Duffy and Wallin delivered, even if they didn’t actually reside in the province they were appointed to represent. After all, weren’t rules meant to be broken?
Duffy and Wallin entered the Hallowed Den where entitlement, including undeserved financial perks, was taken for granted. It was one of the few non-partisan elements in the Senate, transcending traditional party lines. No wonder they immediately felt at home. They became two of the very people they earned good money as journalists investigating in defence of honesty and integrity and accountability.
Duffy and Wallin were caught with their grimy, little fingers in the public cookie jar and we all know the rest, starting with allegations of wrongdoing, demands for restitution, suspension from the Senior House and, in the case of Duffy, criminal prosecution. Duffy was eventually was acquitted on all 31 charges.
A sad, sorry story that garnered headlines for the the former media darlings. By the way, it would not surprise me if Duffy is acquitted, at least of most of the charges. He has retained a good lawyer.

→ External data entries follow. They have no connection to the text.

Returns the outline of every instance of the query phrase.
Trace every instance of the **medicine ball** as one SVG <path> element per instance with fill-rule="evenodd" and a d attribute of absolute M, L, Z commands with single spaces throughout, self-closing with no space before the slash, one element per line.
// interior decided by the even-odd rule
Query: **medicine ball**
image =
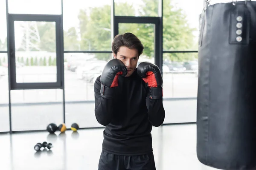
<path fill-rule="evenodd" d="M 79 129 L 79 126 L 76 123 L 74 123 L 71 125 L 71 130 L 74 131 L 77 130 Z"/>
<path fill-rule="evenodd" d="M 64 123 L 62 123 L 58 126 L 58 129 L 61 132 L 64 132 L 67 130 L 67 127 Z"/>
<path fill-rule="evenodd" d="M 54 133 L 58 130 L 58 127 L 55 123 L 50 123 L 47 126 L 46 129 L 50 133 Z"/>

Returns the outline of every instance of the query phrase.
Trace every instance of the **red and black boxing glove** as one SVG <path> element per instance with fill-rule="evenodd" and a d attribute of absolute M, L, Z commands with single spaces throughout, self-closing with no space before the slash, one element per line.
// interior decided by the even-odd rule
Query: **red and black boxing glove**
<path fill-rule="evenodd" d="M 142 62 L 138 65 L 137 73 L 149 88 L 150 99 L 162 99 L 163 78 L 158 67 L 149 62 Z"/>
<path fill-rule="evenodd" d="M 118 86 L 118 76 L 125 76 L 127 74 L 126 67 L 120 60 L 114 59 L 108 62 L 99 80 L 102 83 L 101 95 L 106 98 L 113 98 L 116 95 L 116 91 L 114 88 Z"/>

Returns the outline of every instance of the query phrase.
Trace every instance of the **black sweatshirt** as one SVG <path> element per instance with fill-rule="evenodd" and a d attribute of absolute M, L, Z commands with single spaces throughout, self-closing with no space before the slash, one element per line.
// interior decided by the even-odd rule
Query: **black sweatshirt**
<path fill-rule="evenodd" d="M 118 86 L 113 88 L 118 92 L 114 99 L 102 96 L 100 78 L 94 83 L 95 113 L 98 122 L 106 126 L 102 150 L 125 156 L 152 152 L 152 125 L 160 126 L 165 117 L 162 99 L 149 99 L 137 68 L 129 77 L 119 76 Z"/>

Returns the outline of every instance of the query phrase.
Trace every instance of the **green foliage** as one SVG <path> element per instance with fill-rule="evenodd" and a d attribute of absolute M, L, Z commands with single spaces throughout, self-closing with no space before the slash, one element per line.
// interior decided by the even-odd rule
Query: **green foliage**
<path fill-rule="evenodd" d="M 43 65 L 44 65 L 44 66 L 46 66 L 47 65 L 47 63 L 46 63 L 46 58 L 45 57 L 44 58 L 44 62 L 43 62 Z"/>
<path fill-rule="evenodd" d="M 24 57 L 21 57 L 21 59 L 20 60 L 20 62 L 22 63 L 24 63 Z"/>
<path fill-rule="evenodd" d="M 42 57 L 40 57 L 40 59 L 39 60 L 39 65 L 41 66 L 44 65 L 44 62 L 43 62 L 43 59 Z"/>
<path fill-rule="evenodd" d="M 26 59 L 26 60 L 25 65 L 27 66 L 28 66 L 29 65 L 29 61 L 28 58 L 27 58 Z"/>
<path fill-rule="evenodd" d="M 143 3 L 135 7 L 128 3 L 116 3 L 116 15 L 157 17 L 158 16 L 159 0 L 143 0 Z M 163 17 L 163 48 L 165 51 L 188 50 L 197 49 L 193 32 L 196 31 L 188 24 L 184 11 L 175 6 L 172 0 L 164 0 Z M 138 12 L 138 14 L 136 14 Z M 111 51 L 111 6 L 82 9 L 78 16 L 79 25 L 78 29 L 72 27 L 64 31 L 64 46 L 65 51 Z M 154 56 L 154 32 L 153 24 L 121 23 L 119 34 L 127 32 L 135 34 L 141 40 L 145 48 L 143 55 L 149 58 Z M 41 51 L 55 52 L 55 28 L 53 23 L 37 22 L 41 41 L 38 47 Z M 25 36 L 26 35 L 24 35 Z M 0 46 L 1 43 L 0 43 Z M 184 61 L 197 58 L 197 55 L 190 53 L 165 54 L 164 59 L 172 61 Z M 111 58 L 108 54 L 96 54 L 99 60 Z M 49 59 L 49 65 L 55 65 L 56 62 Z M 46 65 L 45 58 L 40 65 Z M 53 59 L 54 60 L 54 59 Z"/>
<path fill-rule="evenodd" d="M 30 65 L 34 65 L 34 59 L 33 58 L 33 57 L 30 58 Z"/>
<path fill-rule="evenodd" d="M 35 61 L 34 62 L 34 65 L 37 66 L 38 65 L 38 61 L 37 57 L 35 57 Z"/>
<path fill-rule="evenodd" d="M 52 65 L 52 56 L 50 56 L 49 59 L 48 59 L 48 65 Z"/>

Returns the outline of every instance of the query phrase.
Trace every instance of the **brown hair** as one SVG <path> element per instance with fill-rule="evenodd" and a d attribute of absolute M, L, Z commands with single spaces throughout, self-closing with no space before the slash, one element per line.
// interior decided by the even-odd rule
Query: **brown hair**
<path fill-rule="evenodd" d="M 137 49 L 139 56 L 143 53 L 144 46 L 136 35 L 130 32 L 119 34 L 115 37 L 112 45 L 112 50 L 116 55 L 120 47 L 124 46 L 129 49 Z"/>

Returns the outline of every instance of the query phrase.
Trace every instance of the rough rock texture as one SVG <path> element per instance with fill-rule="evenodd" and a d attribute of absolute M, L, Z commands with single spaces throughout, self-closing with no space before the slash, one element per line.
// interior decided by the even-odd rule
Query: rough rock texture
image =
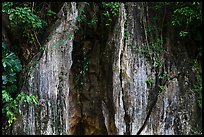
<path fill-rule="evenodd" d="M 37 95 L 37 106 L 21 104 L 22 117 L 13 125 L 12 134 L 67 134 L 69 129 L 69 73 L 72 65 L 73 25 L 78 12 L 76 3 L 65 3 L 61 18 L 37 61 L 30 62 L 22 90 Z M 64 15 L 63 15 L 64 14 Z M 59 23 L 58 23 L 59 22 Z"/>
<path fill-rule="evenodd" d="M 37 95 L 39 104 L 21 104 L 22 116 L 11 134 L 174 135 L 198 127 L 195 78 L 186 49 L 174 46 L 172 28 L 161 68 L 139 52 L 145 42 L 142 3 L 121 4 L 112 30 L 103 21 L 84 25 L 71 40 L 76 3 L 65 3 L 60 13 L 45 52 L 39 62 L 32 60 L 23 83 L 22 90 Z M 170 80 L 159 93 L 161 72 Z M 148 85 L 149 78 L 155 83 Z"/>

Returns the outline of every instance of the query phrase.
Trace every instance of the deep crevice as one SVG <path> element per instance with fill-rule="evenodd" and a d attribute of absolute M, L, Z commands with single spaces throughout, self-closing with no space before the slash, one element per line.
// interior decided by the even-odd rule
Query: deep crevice
<path fill-rule="evenodd" d="M 127 104 L 125 101 L 125 92 L 123 89 L 123 70 L 122 70 L 122 59 L 123 59 L 123 52 L 125 51 L 125 42 L 124 42 L 124 46 L 123 49 L 121 50 L 121 54 L 120 54 L 120 73 L 119 73 L 119 77 L 120 77 L 120 86 L 121 86 L 121 90 L 122 90 L 122 100 L 123 100 L 123 108 L 125 111 L 125 124 L 126 124 L 126 135 L 130 135 L 130 116 L 127 114 Z"/>
<path fill-rule="evenodd" d="M 138 130 L 137 134 L 136 135 L 140 135 L 140 133 L 142 132 L 142 130 L 144 129 L 144 127 L 146 126 L 147 124 L 147 120 L 149 119 L 150 115 L 151 115 L 151 112 L 153 110 L 153 108 L 155 107 L 156 103 L 157 103 L 157 99 L 158 99 L 158 90 L 159 90 L 159 77 L 158 77 L 158 73 L 159 73 L 159 68 L 155 68 L 155 87 L 153 89 L 153 91 L 151 93 L 155 94 L 155 99 L 153 100 L 152 102 L 152 105 L 150 105 L 150 109 L 147 113 L 147 116 L 145 118 L 145 121 L 143 123 L 143 125 L 141 126 L 141 128 Z"/>

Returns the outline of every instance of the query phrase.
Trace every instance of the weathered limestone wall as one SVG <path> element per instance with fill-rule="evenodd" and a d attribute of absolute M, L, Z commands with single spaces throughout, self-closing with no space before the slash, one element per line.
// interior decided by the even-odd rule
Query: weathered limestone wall
<path fill-rule="evenodd" d="M 31 62 L 22 90 L 37 95 L 40 102 L 20 106 L 23 115 L 14 122 L 12 134 L 174 135 L 197 127 L 192 69 L 185 49 L 174 48 L 171 28 L 167 53 L 161 57 L 165 65 L 155 69 L 138 52 L 145 40 L 142 3 L 121 4 L 113 32 L 100 24 L 83 26 L 67 40 L 73 35 L 77 8 L 74 2 L 64 4 L 42 58 Z M 81 37 L 88 35 L 89 39 Z M 84 65 L 88 66 L 84 86 L 76 88 Z M 171 79 L 158 93 L 160 72 Z M 150 77 L 155 80 L 152 86 L 146 83 Z"/>
<path fill-rule="evenodd" d="M 144 46 L 142 17 L 141 3 L 128 3 L 126 9 L 122 6 L 114 32 L 113 100 L 117 134 L 190 133 L 198 127 L 199 118 L 187 51 L 183 45 L 174 48 L 173 28 L 170 27 L 165 43 L 167 53 L 161 57 L 165 65 L 154 69 L 148 58 L 137 52 Z M 126 19 L 128 40 L 124 38 Z M 178 51 L 182 52 L 176 54 Z M 150 77 L 157 81 L 156 71 L 171 77 L 162 93 L 158 93 L 158 83 L 150 87 L 145 82 Z"/>
<path fill-rule="evenodd" d="M 61 18 L 45 44 L 42 58 L 30 63 L 22 90 L 39 98 L 37 106 L 21 104 L 22 117 L 12 134 L 67 134 L 70 126 L 69 73 L 72 65 L 73 36 L 78 11 L 76 3 L 65 3 Z M 58 23 L 58 24 L 57 24 Z"/>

However, the court of public opinion is loath to exonerate him. Even if he leaves the courtroom after his interminably long trial a free man, the putrid aroma that is the Senate will linger in the nostrils of voters who want to see that decaying institution abolished.
Then we had Jian Ghomeshi, the ex-pop musician who catapulted to media stardom like a comet, only to crash and burn under the glare of ignominy. The multiple charges of sexual misconduct he is facing are the byproduct of an egotistical punk who took his sense of entitlement into the bedroom, with the eyes of his beloved teddy averted. According to Ghomeshi, mutual consent lies in the eyes of the seducer. He was eventually on all charges.
Finally we have Evan Solomon, the hot-shot, journalistic wunderkind who, like Ghomeshi, became a poster boy for the CBC, only to be fired in disgrace. The Ottawa-based host of Power and Politics on TV and The House on radio, had been anointed heir apparent to Peter Mansbridge on the flagship The National.
Solomon’s ethical undoing wasn’t sexual in nature, but his actions nonetheless resemble those of a financial pimp who placed greed above journalistic integrity. The allegation that he used his contacts to profit from a lucrative art-dealing business is the latest sucker punch to the solar plexus of the public broadcaster, while taxpayers sit ringside aghast.
Brokering art transactions among the rich and famous — including former Blackberry co-head honcho Jim Balsillie and and Mark Carney, former Bank of Canada governor, now governor of the Bank of England — in return for serious coin is the kind of ethical malfeasance for which Solomon would gleefully nail politicians. Apparently accountability is a one-way street in the posh Rockcliffe neighbourhood where he resides.
As in the cases of Duffy (known affectionately as the Duffster before his fall from grace), the steely Ms. Wallin and the slimy Ghomeshi, Solomon’s avarice reveals a disturbingly arrogant sense of entitlement.
Facilitating the transfer of expensive art in the highest echelon of the Canadian social mosaic clearly constitutes a conflict of interest. Why? Because it exploits his relationship with his employer as a prominent CBC host who interviews the country’s rich and famous, powerful and influential. Solomon apparently made big bucks cashing in on his position with the public broadcaster.
Moreover, brokering the sale of art for a third party compromises his ability as a journalist to be fair, impartial, balanced and disinterested when dealing with guests on his TV and radio programs. His actions taint the credibility and accountability of the CBC to gather and disseminate the news and offer opinion without fear or favour.
Since Solomon violated normal ethical journalistic standards, not to mention the broadcaster’s ethics policies and guidelines, the CBC had no option other than firing Solomon. He should have known better, but greed clearly obscured his ethical vision.
The only question that remains is how long will he be unemployed until another media giant scoops him up, dusts off the ethical dirt and celebrates the hiring of a bonafide, Canadian media star. Entitlement be damned. Atonement awaits. Let the resurrection begin.